Bacchus (ou Dionysos) est connu pour son penchant pour la bouteille. On connait moins son goût pour les tigres, félins trahissant les origines orientales du roi de la picole.

Bacchus, sa vie, son oeuvre

En ce premier jour de l’automne, tu ne saurais ignorer plus longtemps la personnalité phare de la saison (d’après l’antiquité romaine) : Bacchus. Dionysos en grec. Aimant à se promener à poil dans les bois, à dos de félin, une bouteille de villageoise à la main, l’individu connait d’autres représentations.

Si ce portrait de Bacchus n’est pas le scoop du siècle, on a cependant le droit de se demander pourquoi il se balade tout nu sur un tigre ou une panthère.

Dionysos montant une panthère, c. 120-80 avant J.C. Maison des Masques, Delos. Delos Archaeological Museum, Grèce. Photo: © La Fuente Egeria

Bacchus est la version romaine de Dionysos. C’est donc sur le passif de ce dernier qu’il faut se pencher. Il est le fils de Zeus et de Sémélé. Zeus, pour changer, a entrepris de pécho la ravissante mais néanmoins stupide princesse Sémélé, une cruche thébaine. Héra, qui constate encore une fois l’infidélité de son dieu de mari, décide de lui couper la cruche sous le pied.
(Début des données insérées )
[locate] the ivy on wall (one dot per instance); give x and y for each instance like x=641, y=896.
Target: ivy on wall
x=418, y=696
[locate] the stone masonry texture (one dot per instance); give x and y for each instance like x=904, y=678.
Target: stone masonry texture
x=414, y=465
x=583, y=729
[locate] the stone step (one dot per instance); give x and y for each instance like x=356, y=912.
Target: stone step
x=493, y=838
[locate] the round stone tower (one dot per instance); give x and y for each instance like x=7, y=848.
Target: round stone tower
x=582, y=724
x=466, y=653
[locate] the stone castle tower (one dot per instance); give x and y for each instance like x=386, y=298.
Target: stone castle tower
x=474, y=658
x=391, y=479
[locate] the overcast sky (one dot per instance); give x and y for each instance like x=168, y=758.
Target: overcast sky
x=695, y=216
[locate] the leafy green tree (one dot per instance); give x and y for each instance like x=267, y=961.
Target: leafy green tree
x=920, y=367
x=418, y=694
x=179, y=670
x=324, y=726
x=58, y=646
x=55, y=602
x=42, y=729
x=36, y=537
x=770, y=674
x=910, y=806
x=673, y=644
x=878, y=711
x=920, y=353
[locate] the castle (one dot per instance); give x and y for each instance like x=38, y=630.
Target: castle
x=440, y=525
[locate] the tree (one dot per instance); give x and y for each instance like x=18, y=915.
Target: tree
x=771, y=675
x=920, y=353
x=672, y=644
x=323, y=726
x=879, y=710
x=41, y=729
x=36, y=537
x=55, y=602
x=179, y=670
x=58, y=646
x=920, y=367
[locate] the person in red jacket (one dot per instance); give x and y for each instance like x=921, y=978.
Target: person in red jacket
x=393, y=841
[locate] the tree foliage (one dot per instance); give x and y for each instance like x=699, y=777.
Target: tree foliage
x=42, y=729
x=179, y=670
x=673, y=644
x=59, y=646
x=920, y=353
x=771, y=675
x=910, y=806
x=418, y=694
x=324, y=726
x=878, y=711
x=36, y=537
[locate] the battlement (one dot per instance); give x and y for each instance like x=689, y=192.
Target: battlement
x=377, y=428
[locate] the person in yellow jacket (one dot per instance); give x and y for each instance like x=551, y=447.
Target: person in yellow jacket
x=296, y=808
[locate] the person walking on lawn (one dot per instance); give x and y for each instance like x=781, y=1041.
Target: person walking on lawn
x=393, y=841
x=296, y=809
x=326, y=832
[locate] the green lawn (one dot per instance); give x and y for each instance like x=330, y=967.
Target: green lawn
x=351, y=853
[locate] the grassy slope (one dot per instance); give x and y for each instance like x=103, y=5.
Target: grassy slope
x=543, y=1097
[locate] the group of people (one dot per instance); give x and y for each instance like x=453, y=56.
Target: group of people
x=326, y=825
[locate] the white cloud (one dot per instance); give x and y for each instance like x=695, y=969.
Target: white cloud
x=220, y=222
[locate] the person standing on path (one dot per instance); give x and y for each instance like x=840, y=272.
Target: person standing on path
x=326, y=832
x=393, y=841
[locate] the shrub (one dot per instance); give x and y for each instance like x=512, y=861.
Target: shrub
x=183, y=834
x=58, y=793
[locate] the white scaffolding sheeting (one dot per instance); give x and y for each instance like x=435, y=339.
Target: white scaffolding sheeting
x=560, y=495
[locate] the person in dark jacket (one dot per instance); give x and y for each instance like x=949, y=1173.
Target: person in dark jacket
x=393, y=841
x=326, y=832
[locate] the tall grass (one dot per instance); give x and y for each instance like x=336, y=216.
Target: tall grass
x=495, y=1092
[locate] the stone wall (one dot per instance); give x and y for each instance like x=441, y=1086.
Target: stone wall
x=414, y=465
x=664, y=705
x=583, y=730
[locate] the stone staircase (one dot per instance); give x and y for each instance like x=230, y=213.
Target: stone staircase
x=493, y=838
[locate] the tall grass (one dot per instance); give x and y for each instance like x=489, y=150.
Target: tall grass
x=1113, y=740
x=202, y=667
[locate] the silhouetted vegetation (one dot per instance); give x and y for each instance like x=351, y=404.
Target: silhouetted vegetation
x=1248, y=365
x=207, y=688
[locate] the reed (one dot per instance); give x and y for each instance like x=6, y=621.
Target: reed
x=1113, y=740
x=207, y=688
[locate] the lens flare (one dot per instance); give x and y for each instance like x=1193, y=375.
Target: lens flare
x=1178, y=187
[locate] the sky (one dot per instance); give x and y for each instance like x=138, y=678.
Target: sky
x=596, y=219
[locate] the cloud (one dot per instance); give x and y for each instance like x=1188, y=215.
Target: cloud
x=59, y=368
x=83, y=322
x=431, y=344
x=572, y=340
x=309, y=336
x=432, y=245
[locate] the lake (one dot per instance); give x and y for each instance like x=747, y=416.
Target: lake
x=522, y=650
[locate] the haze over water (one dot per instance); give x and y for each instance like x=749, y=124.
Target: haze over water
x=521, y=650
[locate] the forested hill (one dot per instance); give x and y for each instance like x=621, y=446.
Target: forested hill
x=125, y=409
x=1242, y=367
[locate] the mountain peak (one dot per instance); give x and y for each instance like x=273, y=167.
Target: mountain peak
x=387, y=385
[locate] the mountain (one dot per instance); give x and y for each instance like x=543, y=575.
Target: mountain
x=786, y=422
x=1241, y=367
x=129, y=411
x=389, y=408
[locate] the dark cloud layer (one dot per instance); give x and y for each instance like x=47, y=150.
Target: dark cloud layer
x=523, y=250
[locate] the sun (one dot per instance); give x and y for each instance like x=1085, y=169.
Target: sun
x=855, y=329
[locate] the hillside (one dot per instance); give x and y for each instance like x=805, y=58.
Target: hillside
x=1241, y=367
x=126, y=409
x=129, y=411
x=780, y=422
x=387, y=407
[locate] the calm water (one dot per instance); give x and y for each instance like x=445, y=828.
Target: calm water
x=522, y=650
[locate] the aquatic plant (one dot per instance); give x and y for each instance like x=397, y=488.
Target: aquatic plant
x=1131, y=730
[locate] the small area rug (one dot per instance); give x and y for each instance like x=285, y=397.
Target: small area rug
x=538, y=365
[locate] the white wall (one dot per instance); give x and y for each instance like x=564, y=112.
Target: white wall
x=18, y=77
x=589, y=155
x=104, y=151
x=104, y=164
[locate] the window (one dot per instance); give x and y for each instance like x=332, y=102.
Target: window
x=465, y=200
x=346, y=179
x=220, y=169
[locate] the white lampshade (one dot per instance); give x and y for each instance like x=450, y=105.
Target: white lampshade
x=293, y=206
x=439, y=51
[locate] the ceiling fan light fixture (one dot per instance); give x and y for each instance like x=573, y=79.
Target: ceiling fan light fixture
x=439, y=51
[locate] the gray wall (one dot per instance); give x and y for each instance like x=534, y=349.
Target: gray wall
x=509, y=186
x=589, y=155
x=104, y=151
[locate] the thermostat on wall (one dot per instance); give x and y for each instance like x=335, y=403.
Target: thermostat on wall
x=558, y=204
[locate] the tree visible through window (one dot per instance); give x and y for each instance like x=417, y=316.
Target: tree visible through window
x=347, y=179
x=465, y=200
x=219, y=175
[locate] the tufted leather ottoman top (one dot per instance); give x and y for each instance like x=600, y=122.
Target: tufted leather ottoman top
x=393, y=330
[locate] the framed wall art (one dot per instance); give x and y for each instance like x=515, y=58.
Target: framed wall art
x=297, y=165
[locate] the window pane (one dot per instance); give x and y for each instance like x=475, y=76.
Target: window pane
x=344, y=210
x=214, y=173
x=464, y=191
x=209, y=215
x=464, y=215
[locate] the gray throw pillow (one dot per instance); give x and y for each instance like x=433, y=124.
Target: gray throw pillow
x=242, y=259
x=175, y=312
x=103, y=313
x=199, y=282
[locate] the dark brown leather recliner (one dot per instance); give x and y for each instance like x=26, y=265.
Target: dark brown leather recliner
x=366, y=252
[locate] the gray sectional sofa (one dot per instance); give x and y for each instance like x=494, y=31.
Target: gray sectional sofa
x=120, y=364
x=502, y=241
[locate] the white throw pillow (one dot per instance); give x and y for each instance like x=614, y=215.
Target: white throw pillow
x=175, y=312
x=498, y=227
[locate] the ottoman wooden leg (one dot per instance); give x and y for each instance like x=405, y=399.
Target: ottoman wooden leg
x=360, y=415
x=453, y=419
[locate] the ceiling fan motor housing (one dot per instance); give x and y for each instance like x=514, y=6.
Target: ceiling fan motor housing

Elle prend la forme de la nourrice de Sémélé et convint Princesse Neuneu de demander à Zeus d’apparaître devant elle dans sa forme divine, entouré de la foudre, du tonnerre et tout le barda habituel. Le divin amant, pas plus futé que sa maîtresse, accepte la demande de Sémélé qui se fait sans délai calciner par la divine lumière. Zeus, qui n’avait pas percuté qu’il allait probablement transformer la donzelle en modèle pour Jeanne d’Arc, arrive presque à rattraper le coup en sauvant l’enfant demi-dieu qu’elle portait et place l’enfant dans sa cuisse en attendant que la gestation soit terminée. Zeus n’avait manifestement aucune connaissance en biologie.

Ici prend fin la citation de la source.